Watson meets Frank Maynard
In 1923, while attending the Pikes Peak or Bust Rodeo in Colorado Springs, Watson met the frontier figure Frank H. Maynard (1853-1926), credited with the revised composition of Cowboy's Lament, a western poem and song better known as The Streets of Laredo. When he was "discovered" by Watson, Maynard was working as a nightwatchman to be near the rodeo because he was still attracted to the western life-style of his earlier years. Watson penned a story on Maynard which brought the old-time cowboy into the public spotlight. It may be argued that Maynard did not write the ballad but adapted it from an Irish poem. Watson explains: "The matter of authorship of a ballad is a perplexing one. . . . In a sense the ballad represents the contribution of a succession of bards, rather than the work of a single poet." Yet, it is plausible that Maynard adjusted the poem so that the "ranger," a reference to the cowboy on the prairie, became the central character of the poem.
Watson also helped Maynard publish the old-timer's article on the Battle of Adobe Walls in the Texas Panhandle in 1874. The article required extensive rewriting to make it salable. Just over two years after Watson met Maynard, the cowboy-turned-carpenter was dead.
The article on Maynard, dated January 24, 1924, netted recognition to Watson as an up-and-coming young journalist. During the late 1920s, Watson's syndicator, the Western Newspaper Union, called him "the most widely read historical feature writer in the country."
Background
Watson was born on a farm near Colfax in McLean County in the Bloomington metropolitan area of central Illinois. In 1916, he received a bachelor's degree from Colorado College, a private liberal arts school in Colorado Springs. He worked at the Gazette and Telegraph only from 1916-1918, when he became an instructor of journalism at the University of Illinois at Urbana. There, he wrote a book, eight newspaper or magazine articles, and 394 syndicated features, mostly on the American West. He left Illinois in 1924 to take his penultimate position at Northwestern, where he received his master's degree and remained on the faculty until 1947. He then joined the faculty of Methodist-affiliated Illinois Wesleyan University in Bloomington, where he received an honorary Doctor of Letters degree. The move change brought him close to his family farm, where he had hoped to retire. In June 1950, Watson was again enticed to move west and returned to the Rocky Mountains to head the journalism department at the University of Denver in Denver. He died a year later at the age of fifty-nine.

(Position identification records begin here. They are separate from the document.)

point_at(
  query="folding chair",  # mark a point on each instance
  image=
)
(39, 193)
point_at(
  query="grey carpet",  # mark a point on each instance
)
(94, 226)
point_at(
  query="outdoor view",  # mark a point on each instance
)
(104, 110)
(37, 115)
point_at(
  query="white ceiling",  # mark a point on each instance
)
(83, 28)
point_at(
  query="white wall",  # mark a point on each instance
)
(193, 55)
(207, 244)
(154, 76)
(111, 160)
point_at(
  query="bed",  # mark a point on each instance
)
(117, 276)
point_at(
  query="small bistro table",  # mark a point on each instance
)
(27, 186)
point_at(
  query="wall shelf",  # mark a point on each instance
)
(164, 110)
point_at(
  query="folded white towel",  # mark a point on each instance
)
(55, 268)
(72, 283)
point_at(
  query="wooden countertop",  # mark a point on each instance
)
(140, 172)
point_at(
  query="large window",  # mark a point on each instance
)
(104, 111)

In 1936, Watson published A History of Newspaper Syndicates in the United States, 1865-1935.
Legacy
In June 1940, Watson wrote "The Old Chisholm Trail" in Frontier Times magazine, published by J. Marvin Hunter, based in Bandera, Texas. The article examines the historical legacy of the longhorn cattle trail which extended from San Antonio, Texas, to Abilene, Kansas. Watson referred to the Chisholm cowboys, accordingly, "as bold, as reckless, as brave a crew of daredevils as the world has ever known." Watson also wrote Stories of Great Indians, (1922-1923) a study of Native Americans in the United States. He attempted to correct the noble savage image of the tribes that had previously prevailed among many writers.

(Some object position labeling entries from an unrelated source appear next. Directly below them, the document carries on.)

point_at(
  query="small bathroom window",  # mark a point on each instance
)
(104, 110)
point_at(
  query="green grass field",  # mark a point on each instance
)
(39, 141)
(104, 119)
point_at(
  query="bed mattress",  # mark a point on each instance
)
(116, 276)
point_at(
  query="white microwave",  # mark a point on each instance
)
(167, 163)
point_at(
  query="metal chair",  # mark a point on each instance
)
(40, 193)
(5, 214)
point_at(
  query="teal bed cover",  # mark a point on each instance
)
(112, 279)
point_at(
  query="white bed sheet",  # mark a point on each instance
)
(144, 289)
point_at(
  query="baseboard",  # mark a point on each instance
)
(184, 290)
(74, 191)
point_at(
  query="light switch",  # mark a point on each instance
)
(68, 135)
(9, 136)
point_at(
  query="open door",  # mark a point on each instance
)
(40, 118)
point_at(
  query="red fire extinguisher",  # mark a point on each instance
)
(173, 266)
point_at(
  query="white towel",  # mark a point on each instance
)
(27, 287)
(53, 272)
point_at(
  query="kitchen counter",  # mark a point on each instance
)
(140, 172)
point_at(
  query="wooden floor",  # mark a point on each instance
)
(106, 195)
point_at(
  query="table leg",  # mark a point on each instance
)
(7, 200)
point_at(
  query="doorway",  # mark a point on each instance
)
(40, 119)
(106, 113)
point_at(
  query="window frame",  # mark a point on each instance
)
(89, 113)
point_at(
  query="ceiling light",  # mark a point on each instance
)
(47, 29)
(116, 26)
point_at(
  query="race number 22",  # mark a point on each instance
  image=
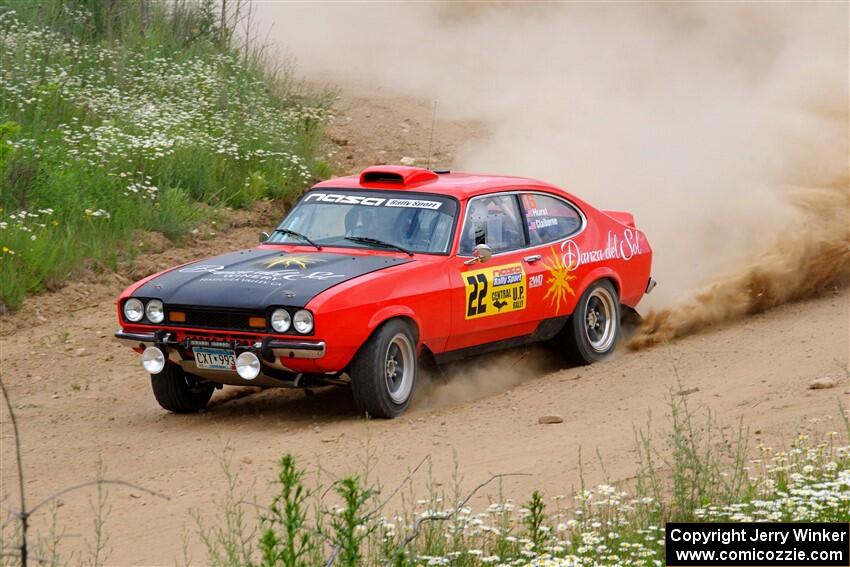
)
(494, 291)
(477, 291)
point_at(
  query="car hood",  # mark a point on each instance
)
(259, 277)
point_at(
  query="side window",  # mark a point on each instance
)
(548, 219)
(494, 221)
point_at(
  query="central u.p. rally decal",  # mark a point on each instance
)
(496, 290)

In 1944, Watson co-founded in Chicago, with Leland Case, the editor of The Rotarian magazine, the interest group known as Westerners International, which promotes the non-academic history of the American West. Watson edited Publishers' Auxiliary from 1932-1945 and contributed a regular column to the journal. He was president of the Society of Professional Journalists, formerly known as Sigma Delta Chi, and he was particularly active in the Chicago "Corral" of the Westerners. His papers are housed at the Newberry Library in Chicago. The holdings also include 133 of Watson's western photographs from the time period of 1875-1936. Many are pictures of the Hunkpapa, Blackfeet, Cheyenne, Crow, Oglala Sioux, and Brulé Sioux.